The Company knows of no other matters to be submitted at the Annual Meeting. If any other matters properly come before the Annual Meeting, the enclosed proxy card confers discretionary authority on the persons named in the enclosed proxy card to vote as they deem appropriate on such matters. It is the intention of the persons named in the enclosed proxy card to vote the shares in accordance with their best judgment.

 

HOUSEHOLDING

 

In some cases, only one copy of our proxy statement and Annual Report on Form 10-K for the fiscal year ended September 30, 2023 is being delivered to multiple stockholders sharing an address unless the Company has received contrary instructions from one or more of the stockholders.
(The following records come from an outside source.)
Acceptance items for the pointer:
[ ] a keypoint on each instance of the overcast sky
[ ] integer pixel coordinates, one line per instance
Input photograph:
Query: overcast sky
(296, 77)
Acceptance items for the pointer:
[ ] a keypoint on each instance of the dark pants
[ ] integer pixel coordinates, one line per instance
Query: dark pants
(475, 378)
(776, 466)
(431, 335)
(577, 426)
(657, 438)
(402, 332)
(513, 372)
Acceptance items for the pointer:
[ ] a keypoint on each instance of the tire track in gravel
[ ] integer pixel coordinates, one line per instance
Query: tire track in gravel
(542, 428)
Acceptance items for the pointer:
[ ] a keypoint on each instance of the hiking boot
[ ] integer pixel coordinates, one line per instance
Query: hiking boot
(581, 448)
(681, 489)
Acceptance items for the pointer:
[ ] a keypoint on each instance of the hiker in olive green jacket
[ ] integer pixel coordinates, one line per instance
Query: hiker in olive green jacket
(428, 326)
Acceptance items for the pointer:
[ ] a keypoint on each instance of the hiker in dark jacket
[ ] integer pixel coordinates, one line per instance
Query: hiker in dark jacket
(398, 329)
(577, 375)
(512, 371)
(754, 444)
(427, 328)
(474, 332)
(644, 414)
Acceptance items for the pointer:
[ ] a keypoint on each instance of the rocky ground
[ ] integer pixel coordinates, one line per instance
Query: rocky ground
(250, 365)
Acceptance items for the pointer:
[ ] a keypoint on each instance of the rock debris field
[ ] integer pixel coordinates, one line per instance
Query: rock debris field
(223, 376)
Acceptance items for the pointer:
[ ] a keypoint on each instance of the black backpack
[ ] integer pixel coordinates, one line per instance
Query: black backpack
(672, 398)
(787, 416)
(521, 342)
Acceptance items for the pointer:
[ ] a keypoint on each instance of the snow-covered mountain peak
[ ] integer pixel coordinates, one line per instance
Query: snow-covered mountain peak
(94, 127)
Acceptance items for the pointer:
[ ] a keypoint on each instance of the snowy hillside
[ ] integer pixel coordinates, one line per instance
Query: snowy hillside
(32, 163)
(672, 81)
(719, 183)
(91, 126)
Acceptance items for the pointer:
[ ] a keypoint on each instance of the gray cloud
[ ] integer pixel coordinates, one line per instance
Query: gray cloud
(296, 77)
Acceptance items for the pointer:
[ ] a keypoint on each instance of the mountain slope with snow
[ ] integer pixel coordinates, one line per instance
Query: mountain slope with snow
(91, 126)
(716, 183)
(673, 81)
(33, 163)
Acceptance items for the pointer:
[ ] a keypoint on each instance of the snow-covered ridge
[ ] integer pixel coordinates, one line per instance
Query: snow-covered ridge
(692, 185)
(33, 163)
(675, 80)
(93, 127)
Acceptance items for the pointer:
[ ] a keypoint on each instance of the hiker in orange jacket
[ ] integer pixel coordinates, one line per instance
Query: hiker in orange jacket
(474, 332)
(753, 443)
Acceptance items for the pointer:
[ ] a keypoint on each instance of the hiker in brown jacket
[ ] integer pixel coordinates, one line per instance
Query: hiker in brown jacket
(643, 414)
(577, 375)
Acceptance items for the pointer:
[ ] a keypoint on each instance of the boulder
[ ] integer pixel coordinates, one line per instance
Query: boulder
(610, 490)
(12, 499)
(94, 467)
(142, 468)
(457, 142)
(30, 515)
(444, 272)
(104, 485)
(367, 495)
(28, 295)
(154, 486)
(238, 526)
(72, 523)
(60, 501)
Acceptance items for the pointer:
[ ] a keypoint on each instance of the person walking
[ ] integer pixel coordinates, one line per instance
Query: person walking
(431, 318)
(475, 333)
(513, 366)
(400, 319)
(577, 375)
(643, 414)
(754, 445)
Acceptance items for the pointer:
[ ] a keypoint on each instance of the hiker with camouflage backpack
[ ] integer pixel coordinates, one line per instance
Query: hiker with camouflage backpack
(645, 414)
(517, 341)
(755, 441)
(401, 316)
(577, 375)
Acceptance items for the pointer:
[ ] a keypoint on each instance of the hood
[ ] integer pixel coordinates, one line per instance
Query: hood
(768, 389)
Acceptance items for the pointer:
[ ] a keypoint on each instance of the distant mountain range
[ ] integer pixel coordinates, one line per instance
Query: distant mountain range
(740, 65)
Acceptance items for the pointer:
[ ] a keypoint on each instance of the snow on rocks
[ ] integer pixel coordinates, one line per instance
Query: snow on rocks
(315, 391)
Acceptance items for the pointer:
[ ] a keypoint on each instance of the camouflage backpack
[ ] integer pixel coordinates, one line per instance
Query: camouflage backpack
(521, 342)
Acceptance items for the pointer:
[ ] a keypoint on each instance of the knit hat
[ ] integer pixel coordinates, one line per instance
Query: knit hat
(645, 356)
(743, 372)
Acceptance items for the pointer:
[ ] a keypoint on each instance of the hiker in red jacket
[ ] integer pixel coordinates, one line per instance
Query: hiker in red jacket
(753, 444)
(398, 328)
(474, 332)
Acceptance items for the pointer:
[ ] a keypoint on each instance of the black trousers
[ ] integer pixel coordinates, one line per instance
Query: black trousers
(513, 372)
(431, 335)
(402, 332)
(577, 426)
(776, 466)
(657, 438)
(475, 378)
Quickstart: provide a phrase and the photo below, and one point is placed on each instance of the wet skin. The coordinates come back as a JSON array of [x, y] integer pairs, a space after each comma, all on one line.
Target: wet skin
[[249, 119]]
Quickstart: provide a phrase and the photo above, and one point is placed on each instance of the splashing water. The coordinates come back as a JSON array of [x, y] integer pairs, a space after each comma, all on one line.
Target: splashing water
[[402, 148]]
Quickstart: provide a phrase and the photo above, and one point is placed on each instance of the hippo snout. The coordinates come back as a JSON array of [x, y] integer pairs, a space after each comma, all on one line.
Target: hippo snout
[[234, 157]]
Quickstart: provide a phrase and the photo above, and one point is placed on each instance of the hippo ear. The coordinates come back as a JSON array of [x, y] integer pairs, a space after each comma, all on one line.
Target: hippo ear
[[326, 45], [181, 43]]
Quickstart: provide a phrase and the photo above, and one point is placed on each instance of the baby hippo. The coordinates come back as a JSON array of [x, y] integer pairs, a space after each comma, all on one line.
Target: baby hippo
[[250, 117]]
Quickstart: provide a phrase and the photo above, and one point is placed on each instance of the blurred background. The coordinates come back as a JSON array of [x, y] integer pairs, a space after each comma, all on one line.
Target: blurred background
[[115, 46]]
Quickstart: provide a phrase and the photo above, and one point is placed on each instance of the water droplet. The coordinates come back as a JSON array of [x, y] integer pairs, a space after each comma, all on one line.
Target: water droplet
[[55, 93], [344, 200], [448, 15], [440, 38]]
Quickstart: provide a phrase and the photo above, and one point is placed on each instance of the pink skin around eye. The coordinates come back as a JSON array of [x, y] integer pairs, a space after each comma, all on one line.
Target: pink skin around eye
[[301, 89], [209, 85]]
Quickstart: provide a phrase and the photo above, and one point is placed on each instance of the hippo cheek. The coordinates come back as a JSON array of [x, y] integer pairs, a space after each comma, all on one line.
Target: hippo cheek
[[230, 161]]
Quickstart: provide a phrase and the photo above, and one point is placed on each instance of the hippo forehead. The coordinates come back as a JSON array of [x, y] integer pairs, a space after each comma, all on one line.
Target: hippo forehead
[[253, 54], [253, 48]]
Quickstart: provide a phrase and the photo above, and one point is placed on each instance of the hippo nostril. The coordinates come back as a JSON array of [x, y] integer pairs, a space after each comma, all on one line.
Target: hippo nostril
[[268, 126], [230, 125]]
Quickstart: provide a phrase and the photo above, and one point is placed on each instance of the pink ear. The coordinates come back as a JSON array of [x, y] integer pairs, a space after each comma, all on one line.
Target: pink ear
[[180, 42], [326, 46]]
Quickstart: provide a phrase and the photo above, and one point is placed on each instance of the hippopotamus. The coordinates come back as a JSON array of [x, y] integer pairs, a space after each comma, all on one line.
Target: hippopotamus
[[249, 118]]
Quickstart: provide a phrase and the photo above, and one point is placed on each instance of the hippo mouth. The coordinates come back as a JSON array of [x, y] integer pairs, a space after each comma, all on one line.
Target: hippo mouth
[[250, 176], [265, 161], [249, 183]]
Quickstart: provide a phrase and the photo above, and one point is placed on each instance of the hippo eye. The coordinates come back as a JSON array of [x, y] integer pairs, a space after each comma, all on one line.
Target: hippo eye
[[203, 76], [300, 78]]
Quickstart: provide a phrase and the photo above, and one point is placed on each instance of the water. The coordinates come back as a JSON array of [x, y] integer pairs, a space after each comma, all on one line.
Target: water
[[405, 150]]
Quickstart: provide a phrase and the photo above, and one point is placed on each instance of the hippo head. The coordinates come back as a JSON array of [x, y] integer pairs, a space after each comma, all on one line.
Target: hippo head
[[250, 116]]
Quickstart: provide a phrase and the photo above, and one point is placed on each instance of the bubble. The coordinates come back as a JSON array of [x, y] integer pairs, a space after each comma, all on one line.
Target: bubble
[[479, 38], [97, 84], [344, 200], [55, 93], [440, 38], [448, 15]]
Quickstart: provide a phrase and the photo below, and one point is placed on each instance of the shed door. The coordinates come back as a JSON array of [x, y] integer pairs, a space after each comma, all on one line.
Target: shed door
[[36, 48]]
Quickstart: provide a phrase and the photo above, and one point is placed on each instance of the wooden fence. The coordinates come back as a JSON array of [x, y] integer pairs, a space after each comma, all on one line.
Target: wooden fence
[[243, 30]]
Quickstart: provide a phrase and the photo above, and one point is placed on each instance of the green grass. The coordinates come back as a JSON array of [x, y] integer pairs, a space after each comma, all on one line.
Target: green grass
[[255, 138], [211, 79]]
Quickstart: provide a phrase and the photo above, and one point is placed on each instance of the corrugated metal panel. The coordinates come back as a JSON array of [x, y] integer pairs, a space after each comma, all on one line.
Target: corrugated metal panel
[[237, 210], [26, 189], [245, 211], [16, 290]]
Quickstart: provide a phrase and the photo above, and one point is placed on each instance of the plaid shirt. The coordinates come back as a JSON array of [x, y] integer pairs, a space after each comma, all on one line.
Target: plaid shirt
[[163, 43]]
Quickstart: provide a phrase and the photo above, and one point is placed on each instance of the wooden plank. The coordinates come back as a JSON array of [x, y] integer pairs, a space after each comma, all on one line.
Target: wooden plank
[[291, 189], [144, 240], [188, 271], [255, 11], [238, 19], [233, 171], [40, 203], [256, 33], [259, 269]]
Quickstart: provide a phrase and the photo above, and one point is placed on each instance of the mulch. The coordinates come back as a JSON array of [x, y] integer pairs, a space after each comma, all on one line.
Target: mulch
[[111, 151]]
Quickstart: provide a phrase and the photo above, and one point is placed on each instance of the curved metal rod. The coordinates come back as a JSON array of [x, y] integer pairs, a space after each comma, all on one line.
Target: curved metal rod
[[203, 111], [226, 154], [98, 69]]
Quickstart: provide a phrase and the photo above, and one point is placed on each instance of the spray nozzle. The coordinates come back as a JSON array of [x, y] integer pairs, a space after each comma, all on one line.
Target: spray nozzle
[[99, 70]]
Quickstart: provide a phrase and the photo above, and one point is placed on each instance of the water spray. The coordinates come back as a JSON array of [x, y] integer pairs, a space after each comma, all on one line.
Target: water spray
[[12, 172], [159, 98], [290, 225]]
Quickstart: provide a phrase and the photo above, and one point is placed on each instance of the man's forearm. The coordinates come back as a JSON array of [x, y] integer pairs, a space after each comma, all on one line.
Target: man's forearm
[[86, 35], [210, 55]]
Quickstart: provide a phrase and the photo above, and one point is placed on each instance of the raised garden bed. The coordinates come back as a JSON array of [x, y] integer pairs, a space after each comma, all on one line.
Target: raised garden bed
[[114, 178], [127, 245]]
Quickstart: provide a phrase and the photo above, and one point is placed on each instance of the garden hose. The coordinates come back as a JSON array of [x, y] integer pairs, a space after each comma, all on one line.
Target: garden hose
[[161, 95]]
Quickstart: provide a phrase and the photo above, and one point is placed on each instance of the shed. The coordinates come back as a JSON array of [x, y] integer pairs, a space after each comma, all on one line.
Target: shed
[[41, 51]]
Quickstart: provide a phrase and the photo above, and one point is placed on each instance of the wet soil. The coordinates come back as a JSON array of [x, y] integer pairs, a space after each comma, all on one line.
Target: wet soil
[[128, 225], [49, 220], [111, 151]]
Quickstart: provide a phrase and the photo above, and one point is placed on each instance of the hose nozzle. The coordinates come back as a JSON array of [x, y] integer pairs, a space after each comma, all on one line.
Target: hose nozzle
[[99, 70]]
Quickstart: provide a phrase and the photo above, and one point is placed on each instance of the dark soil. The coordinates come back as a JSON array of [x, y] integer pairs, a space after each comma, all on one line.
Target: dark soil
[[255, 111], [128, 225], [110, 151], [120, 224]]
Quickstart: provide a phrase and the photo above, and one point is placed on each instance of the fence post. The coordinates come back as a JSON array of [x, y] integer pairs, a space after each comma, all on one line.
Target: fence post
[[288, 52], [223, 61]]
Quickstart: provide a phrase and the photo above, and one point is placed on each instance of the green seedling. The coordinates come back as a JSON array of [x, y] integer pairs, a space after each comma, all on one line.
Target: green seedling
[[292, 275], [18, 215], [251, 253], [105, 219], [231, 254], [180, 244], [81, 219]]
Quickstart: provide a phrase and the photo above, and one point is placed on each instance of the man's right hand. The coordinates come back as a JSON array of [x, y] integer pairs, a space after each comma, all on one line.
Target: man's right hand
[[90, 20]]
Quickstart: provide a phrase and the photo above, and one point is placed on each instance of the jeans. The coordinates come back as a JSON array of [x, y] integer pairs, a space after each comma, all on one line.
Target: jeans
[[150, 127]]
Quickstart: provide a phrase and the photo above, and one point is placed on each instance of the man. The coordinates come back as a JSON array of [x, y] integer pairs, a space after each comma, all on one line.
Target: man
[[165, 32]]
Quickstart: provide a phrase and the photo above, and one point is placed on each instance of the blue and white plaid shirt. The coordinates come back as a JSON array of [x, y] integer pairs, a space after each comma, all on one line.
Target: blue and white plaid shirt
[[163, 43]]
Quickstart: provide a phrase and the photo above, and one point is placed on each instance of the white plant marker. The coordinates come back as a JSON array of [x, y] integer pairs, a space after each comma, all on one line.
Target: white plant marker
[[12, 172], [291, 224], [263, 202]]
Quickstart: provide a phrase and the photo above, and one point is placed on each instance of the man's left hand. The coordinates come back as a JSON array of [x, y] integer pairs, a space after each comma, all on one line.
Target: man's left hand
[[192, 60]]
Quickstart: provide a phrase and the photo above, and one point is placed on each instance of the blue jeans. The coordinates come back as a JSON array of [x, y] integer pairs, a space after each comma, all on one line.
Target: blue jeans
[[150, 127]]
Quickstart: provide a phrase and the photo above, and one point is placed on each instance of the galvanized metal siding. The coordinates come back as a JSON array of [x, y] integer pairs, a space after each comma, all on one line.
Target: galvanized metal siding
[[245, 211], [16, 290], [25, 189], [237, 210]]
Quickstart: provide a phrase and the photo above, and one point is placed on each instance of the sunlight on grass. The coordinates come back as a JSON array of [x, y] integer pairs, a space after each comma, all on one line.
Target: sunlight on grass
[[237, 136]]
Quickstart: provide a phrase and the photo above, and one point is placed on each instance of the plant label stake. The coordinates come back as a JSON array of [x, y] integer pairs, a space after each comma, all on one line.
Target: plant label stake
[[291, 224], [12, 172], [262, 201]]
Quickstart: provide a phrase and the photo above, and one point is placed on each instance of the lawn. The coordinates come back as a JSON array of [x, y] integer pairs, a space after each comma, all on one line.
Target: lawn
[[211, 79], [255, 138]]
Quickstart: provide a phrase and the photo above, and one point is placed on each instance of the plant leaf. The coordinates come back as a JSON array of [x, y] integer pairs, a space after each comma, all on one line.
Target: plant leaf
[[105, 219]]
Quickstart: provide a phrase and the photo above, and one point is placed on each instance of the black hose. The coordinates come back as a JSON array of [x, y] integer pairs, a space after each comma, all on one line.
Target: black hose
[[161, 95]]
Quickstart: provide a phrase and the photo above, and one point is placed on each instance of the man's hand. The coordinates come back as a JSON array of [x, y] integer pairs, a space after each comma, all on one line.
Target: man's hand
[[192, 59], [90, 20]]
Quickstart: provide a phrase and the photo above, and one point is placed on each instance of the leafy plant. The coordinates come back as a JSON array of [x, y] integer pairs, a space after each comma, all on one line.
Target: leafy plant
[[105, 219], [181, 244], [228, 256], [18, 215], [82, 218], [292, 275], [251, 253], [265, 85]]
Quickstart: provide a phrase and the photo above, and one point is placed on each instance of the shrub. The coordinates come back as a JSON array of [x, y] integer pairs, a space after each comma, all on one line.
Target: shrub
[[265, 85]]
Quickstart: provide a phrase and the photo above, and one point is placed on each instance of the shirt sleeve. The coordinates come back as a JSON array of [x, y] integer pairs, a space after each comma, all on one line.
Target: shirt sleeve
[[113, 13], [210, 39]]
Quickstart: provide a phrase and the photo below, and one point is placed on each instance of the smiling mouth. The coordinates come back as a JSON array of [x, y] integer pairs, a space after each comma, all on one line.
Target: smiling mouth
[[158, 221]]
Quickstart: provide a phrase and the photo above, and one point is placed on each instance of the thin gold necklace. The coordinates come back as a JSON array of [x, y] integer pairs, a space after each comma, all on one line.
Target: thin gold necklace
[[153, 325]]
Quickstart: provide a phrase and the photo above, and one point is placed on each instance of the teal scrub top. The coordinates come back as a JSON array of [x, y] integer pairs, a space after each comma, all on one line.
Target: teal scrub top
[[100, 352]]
Upon written request, the Company will promptly deliver a separate copy of these documents to a stockholder at a shared address to which a single copy has been delivered. A stockholder can notify the Company at the address indicated below if the stockholder wishes to receive separate copies in the future. In addition, stockholders sharing an address who are currently receiving multiple copies may also notify the Company at such address if they wish to receive only a single copy. Direct your written request to NuZee, Inc., 2865 Scott St. Suite 107, Vista, California 92081; Attention: Investor Relations or by telephone at 760-295-2408.

 

AVAILABLE INFORMATION

 

The Company files Annual Reports on Form 10-K with the SEC. A copy of the Annual Report on Form 10-K for the fiscal year ended September 30, 2023 (except for certain exhibits thereto), including our audited financial statements and any financial statement schedules, may be obtained, free of charge, upon written request by any stockholder to: NuZee, Inc., 2865 Scott St. Suite 107, Vista, California 92081; Attention: Investor Relations. Copies of all exhibits to the Annual Report on Form 10-K are available upon a similar request, subject to reimbursing the Company for its expenses in supplying any exhibit.